Fast facts on ibuprofen

Here are some key points about ibuprofen. More detail is in the main article.

Ibuprofen is a non-steroidal anti-inflammatory drug (NSAID).

It is widely used to relieve symptoms of pain, fever, and inflammation.

People with heart problems, stroke, or peptic ulcers should use it with care.

It should not be used in the last 3 months of pregnancy.

It is considered a non-addictive alternative to opioid painkillers.

What is ibuprofen?

Ibuprofen is an NSAID that is widely available and reduces swelling, inflammation, and pain.

Ibuprofen is an NSAID, a type of medication with analgesic, fever-reducing, and, in higher doses, anti-inflammatory effects.

The World Health Organization (WHO) includes ibuprofen in a list of the minimum medical needs for a basic healthcare system known as its “Essential Drugs List.”

A non-steroidal drug is not a steroid. Steroids often have similar effects, but long-term use can cause severe adverse effects. Most NSAIDs are non-narcotic, so they do not cause insensibility or stupor.

Ibuprofen, aspirin, and naproxen are all well-known NSAIDs, partly because they are available over the counter (OTC) from pharmacies.

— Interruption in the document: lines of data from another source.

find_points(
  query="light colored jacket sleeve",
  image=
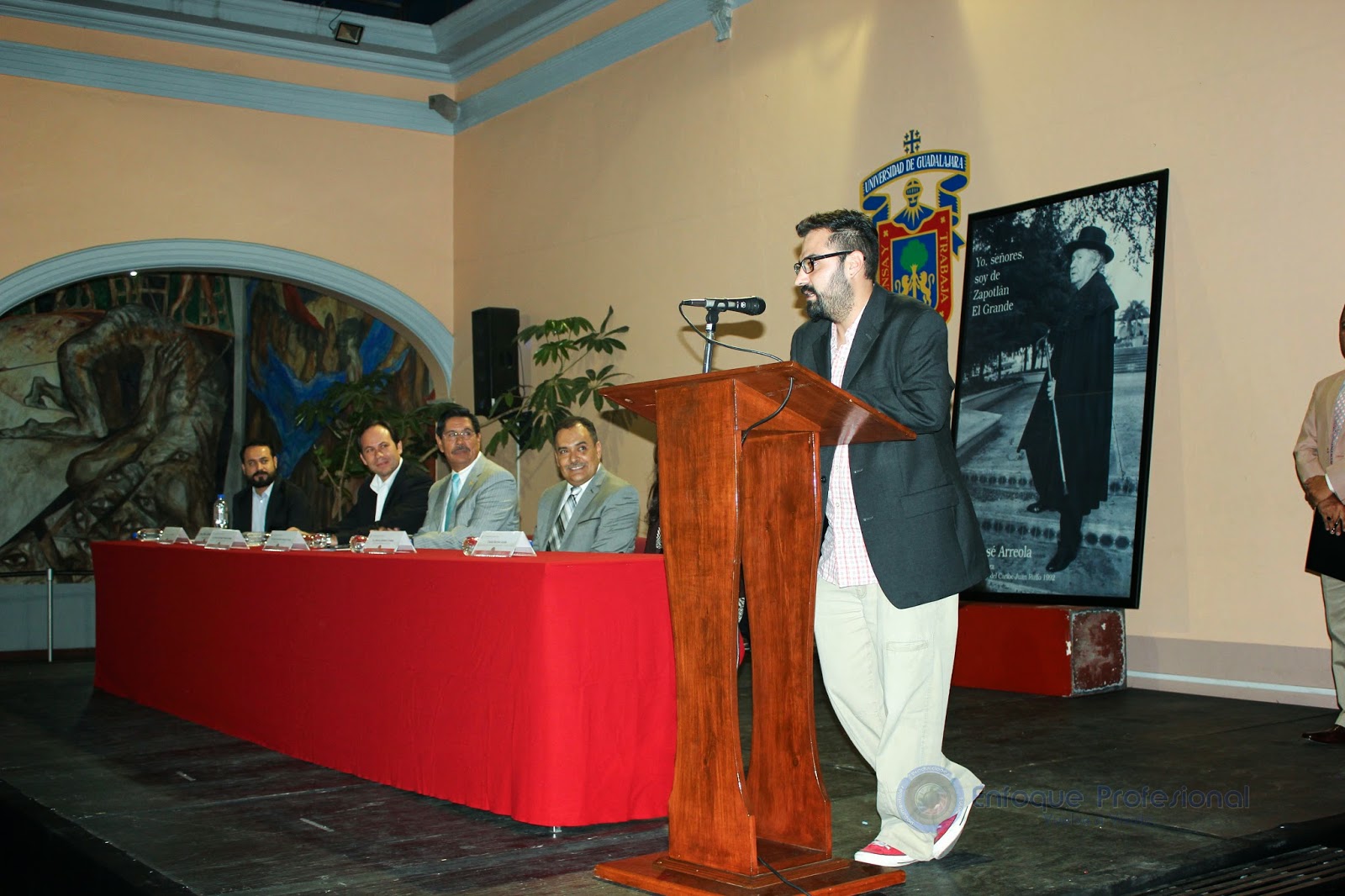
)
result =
(1313, 448)
(491, 505)
(619, 519)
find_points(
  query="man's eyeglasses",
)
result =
(807, 262)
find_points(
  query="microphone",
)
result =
(750, 306)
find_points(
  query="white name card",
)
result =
(286, 540)
(504, 544)
(389, 541)
(225, 539)
(174, 535)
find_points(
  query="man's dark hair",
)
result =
(573, 421)
(852, 230)
(455, 410)
(392, 434)
(257, 443)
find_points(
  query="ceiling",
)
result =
(417, 11)
(430, 40)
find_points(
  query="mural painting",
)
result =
(118, 398)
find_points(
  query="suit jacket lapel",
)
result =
(822, 350)
(589, 495)
(867, 334)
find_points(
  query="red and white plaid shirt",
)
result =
(845, 560)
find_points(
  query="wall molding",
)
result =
(455, 47)
(408, 316)
(1269, 673)
(178, 82)
(662, 24)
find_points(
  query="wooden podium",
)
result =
(741, 486)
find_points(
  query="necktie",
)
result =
(455, 483)
(1337, 424)
(562, 519)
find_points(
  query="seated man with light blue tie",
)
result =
(479, 497)
(592, 509)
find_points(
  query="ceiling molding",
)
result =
(177, 82)
(455, 47)
(636, 35)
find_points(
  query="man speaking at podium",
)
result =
(901, 540)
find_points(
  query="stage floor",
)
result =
(101, 795)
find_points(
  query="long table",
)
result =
(540, 688)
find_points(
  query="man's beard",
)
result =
(836, 304)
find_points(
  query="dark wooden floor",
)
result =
(101, 795)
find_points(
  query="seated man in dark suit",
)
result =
(269, 502)
(592, 509)
(477, 497)
(396, 493)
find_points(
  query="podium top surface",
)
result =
(838, 416)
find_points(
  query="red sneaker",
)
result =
(878, 853)
(948, 830)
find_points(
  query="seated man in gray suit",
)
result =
(479, 497)
(592, 509)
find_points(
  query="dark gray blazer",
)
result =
(919, 526)
(288, 506)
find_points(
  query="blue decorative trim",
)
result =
(112, 73)
(651, 29)
(466, 42)
(156, 80)
(424, 329)
(253, 26)
(474, 46)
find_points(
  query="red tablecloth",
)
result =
(535, 688)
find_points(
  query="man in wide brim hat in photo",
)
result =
(1068, 432)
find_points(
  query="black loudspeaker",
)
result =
(494, 356)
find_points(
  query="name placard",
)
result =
(174, 535)
(225, 540)
(504, 544)
(286, 540)
(389, 541)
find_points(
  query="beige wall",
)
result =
(87, 167)
(679, 172)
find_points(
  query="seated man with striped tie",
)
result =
(479, 497)
(592, 509)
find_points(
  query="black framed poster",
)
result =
(1053, 410)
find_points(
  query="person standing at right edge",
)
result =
(901, 540)
(1068, 432)
(1320, 458)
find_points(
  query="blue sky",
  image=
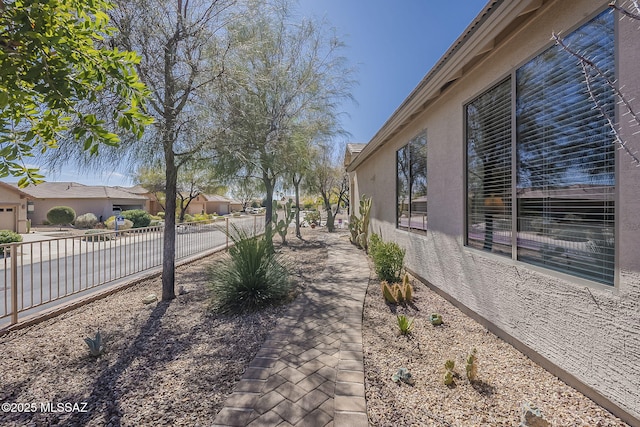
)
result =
(393, 44)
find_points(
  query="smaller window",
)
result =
(411, 184)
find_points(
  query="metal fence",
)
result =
(38, 275)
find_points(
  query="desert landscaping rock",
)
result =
(506, 377)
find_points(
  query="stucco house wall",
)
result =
(13, 203)
(208, 205)
(586, 333)
(99, 200)
(101, 208)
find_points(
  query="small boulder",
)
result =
(532, 416)
(151, 298)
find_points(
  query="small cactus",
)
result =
(95, 345)
(436, 319)
(407, 289)
(448, 374)
(448, 378)
(403, 375)
(397, 293)
(449, 365)
(404, 324)
(472, 366)
(387, 292)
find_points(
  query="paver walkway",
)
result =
(309, 371)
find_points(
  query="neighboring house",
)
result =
(102, 201)
(211, 203)
(13, 208)
(533, 213)
(152, 205)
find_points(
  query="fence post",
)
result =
(14, 283)
(227, 232)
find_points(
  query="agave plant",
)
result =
(404, 324)
(253, 276)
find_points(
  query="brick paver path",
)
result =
(309, 371)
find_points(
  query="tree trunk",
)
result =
(330, 218)
(169, 249)
(296, 184)
(268, 185)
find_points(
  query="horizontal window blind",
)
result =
(488, 121)
(566, 157)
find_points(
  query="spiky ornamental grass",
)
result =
(252, 277)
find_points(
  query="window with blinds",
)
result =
(411, 184)
(488, 120)
(566, 157)
(564, 164)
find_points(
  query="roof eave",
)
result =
(477, 40)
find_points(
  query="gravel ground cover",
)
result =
(164, 364)
(506, 378)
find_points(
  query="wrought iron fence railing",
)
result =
(42, 274)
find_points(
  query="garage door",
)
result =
(7, 218)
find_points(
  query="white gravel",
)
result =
(506, 378)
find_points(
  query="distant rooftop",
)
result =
(74, 190)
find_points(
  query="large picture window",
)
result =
(489, 170)
(564, 163)
(411, 180)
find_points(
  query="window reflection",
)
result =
(565, 158)
(412, 184)
(489, 170)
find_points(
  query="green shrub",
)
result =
(111, 224)
(7, 236)
(374, 243)
(312, 217)
(87, 220)
(253, 276)
(200, 217)
(60, 215)
(138, 217)
(388, 260)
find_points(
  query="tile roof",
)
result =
(73, 190)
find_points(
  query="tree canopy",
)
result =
(53, 63)
(282, 74)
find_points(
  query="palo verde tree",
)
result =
(281, 72)
(595, 75)
(328, 178)
(194, 178)
(53, 65)
(181, 59)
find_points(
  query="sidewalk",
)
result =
(310, 370)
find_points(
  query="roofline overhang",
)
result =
(21, 193)
(478, 39)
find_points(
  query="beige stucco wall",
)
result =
(19, 204)
(587, 330)
(99, 207)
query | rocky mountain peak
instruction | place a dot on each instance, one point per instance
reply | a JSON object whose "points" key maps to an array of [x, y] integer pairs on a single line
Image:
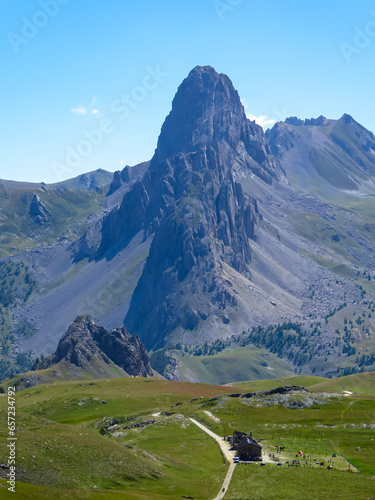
{"points": [[207, 111], [87, 346], [37, 211]]}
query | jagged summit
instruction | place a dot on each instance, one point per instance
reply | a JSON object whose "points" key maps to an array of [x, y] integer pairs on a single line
{"points": [[207, 111], [92, 349]]}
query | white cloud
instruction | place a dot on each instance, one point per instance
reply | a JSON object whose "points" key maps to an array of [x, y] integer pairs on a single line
{"points": [[83, 110], [261, 120], [79, 110]]}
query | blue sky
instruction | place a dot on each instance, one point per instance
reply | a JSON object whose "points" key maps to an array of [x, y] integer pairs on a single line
{"points": [[86, 84]]}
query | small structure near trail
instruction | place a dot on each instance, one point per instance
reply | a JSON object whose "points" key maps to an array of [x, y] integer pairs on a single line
{"points": [[247, 449]]}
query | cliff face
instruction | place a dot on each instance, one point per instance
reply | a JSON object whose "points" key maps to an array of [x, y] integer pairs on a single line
{"points": [[192, 205], [90, 347]]}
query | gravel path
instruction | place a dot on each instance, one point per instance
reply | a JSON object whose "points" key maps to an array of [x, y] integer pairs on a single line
{"points": [[229, 455]]}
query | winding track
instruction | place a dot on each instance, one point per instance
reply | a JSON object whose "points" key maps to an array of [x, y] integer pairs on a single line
{"points": [[229, 455]]}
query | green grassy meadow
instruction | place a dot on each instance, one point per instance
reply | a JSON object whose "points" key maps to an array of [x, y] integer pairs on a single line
{"points": [[131, 438]]}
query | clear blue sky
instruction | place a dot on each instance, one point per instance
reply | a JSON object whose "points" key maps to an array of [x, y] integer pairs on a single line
{"points": [[66, 71]]}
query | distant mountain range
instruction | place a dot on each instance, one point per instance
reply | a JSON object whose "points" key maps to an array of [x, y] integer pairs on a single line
{"points": [[226, 231]]}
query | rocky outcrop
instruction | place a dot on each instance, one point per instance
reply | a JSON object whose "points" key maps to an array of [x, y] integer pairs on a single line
{"points": [[190, 202], [325, 155], [87, 345], [128, 174], [37, 211]]}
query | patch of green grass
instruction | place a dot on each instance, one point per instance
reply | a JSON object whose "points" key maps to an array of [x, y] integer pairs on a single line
{"points": [[282, 483], [233, 365], [60, 443], [68, 209]]}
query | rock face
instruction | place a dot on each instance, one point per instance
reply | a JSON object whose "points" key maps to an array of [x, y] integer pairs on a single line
{"points": [[192, 205], [128, 174], [37, 211], [87, 346]]}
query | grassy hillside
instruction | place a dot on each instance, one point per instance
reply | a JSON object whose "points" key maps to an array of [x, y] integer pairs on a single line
{"points": [[234, 365], [131, 438], [68, 211]]}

Ibuprofen works by blocking the production of prostaglandins, substances that the body releases in response to illness and injury.

Prostaglandins cause pain and swelling, or inflammation. They are released in the brain, and they can also cause fever.

Ibuprofen’s painkilling effects begin soon after taking a dose. The anti-inflammatory effects can take longer, sometimes several weeks.

Ibuprofen asthma
Ibuprofen is not recommended for those with asthma, as an allergic or asthmatic reaction could be provoked.

The United States (U. S.) Food and Drug Administration (FDA) warns that some people may be allergic to the ingredients of ibuprofen.

Allergic symptoms include:

hives, red skin, blistering, or a rash

facial swelling

asthma and wheezing

Anyone experiencing these symptoms should stop using the drug.

In severe cases, anaphylactic shock may occur. The person will have difficulty breathing. This is life-threatening and needs immediate medical attention.

Ibuprofen should not be used in the last 3 months of pregnancy unless definitely directed to do so by a doctor, as it may affect the fetus or lead to problems during delivery.